El problema es cuando el método científico se filtra hacia otros ámbitos del conocimiento donde el rigor experimental y probatorio sólo puede alcanzarse de forma muy imperfecta o es directamente imposible. No porque la ciencia no pueda ser de ayuda en esos otros campos del saber, sino por la tentación de la impostura intelectual. Por ejemplo, en campos como la arqueología, la aplicación de los avances tecnológicos ha permitido mejorar nuestras reconstrucciónes del pasado hasta niveles impensables hace apenas medio siglo. Sin embargo, si somos honestos con nosotros mismos, aún persite la incapacidad de modelizar las sociedades pasadas o de determinar, por ejemplo, cuales fueron las causas que las llevaron al colapso. Eso sigue siendo materia de especulación, en donde el consenso -y no las pruebas materiales- juegan un papel decisivo.
Dada por tanto la existencia de zonas en permanente obscuridad, que no pueden ser iluminadas con los datos, es muy tentador atreverse a invertir los términos. No buscar respuestas basado en los datos, sino partir de nuestros convencimientos ideológicos en busca de datos que los sustenten, sin importar que sean parciales o incompletos. Ese extravío es tanto más imprudente y peligroso cuando se aplica a cuestiones candentes, decisivas para nuestro futuro y sin respuesta clara. Las propuestas que tengan ese aparente respaldo científico, pretendan estar basadas en datos, pueden alcanzar una repercusión inusitada e indebida, que sólo contribuya a confundirnos aún más. Tanto por nuestra tendencia a persistir en aquello que ya creíamos, en cuanto veamos la menor confirmación en ese sentido, como por la capacidad de los medios para difundir cualquier noticia hasta los rincones más recónditos, siempre que tenga atisbos de ser bien recibida y pueda traducirse en mayor tirada o más hits en Internet.
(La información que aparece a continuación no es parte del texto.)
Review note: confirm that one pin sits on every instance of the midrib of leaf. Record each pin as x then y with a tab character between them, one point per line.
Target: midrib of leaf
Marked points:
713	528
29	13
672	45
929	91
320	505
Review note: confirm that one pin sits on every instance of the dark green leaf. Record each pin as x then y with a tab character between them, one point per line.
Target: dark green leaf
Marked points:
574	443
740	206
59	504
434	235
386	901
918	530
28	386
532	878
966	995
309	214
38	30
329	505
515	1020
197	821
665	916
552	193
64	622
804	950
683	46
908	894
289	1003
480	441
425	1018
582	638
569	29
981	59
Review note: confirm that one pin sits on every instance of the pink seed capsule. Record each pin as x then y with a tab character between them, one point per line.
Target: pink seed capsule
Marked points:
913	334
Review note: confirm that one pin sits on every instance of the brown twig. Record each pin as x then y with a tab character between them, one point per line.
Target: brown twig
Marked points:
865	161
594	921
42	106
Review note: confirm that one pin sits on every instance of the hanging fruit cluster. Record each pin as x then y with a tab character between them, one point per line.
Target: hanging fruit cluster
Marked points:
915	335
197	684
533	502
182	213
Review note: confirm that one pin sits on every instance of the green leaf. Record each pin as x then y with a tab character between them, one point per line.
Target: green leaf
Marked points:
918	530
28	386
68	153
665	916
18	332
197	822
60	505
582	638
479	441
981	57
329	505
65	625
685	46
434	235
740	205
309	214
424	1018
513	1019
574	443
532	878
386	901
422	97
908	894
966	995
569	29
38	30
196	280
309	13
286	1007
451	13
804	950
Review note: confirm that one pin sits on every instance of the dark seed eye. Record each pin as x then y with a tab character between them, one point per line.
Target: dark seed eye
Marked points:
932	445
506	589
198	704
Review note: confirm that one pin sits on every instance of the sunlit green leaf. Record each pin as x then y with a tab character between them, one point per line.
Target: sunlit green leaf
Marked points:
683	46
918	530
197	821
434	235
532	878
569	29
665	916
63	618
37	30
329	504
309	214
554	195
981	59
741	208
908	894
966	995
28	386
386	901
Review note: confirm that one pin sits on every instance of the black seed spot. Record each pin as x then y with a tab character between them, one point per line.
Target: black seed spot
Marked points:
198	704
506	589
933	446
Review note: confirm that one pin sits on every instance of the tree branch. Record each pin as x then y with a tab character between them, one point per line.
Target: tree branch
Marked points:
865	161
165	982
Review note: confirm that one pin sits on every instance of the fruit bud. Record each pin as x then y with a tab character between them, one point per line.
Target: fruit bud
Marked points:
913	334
Por ejemplo, el progreso de nuestra civilización puede verse truncado por la desaparición de los combustibles fósiles, el agotamiento de minerales esenciales y el calentamiento global. Sin embargo, hay sesudos investigadores que demuestran que ese hundimiento es improbable, cuando no imposible. ¿Por qué? Porque si tomamos las curvas de crecimiento y de mejora social de los últimos siglos veremos una evolución positiva que se acelera con el tiempo. Sería posible, por tanto, extrapolar esas tendencias hacia el futuro y concluir que siempre vamos a ir a mejor. Muy bonito y muy reconfortante, pero sin mayor consistencia que la de una burda numerología. Baste ver como la irrupción de una pandemia como la del CoVID-19 ha bastado, en apenas un trimestre, para tumbar la economía de muchos países, sin que sepamos cuándo ni hasta qué punto vamos a poder recuperarnos. La única verdad es que nuestro triunfo sin parangón tiene cimientos de barro. Puede ser un mero destello en la historia de la humanidad, mientras que la normalidad sea el estado anterior a la Revolución Industrial.
Así que no es de extrañar que haya cundido una desconfianza creciente hacia la cienca en el mismo Occidente que la vio nacer. En ocasiones, llevada a extremos rayanos con el suidicio, como es el caso de los antivacunas y los negacionistas del cambio climático. Simplemente porque todos los embaucadores la utilizan sin miramentos, sea para fundamentar sus desvaríos, sea para exculparse de sus meteduras de pata.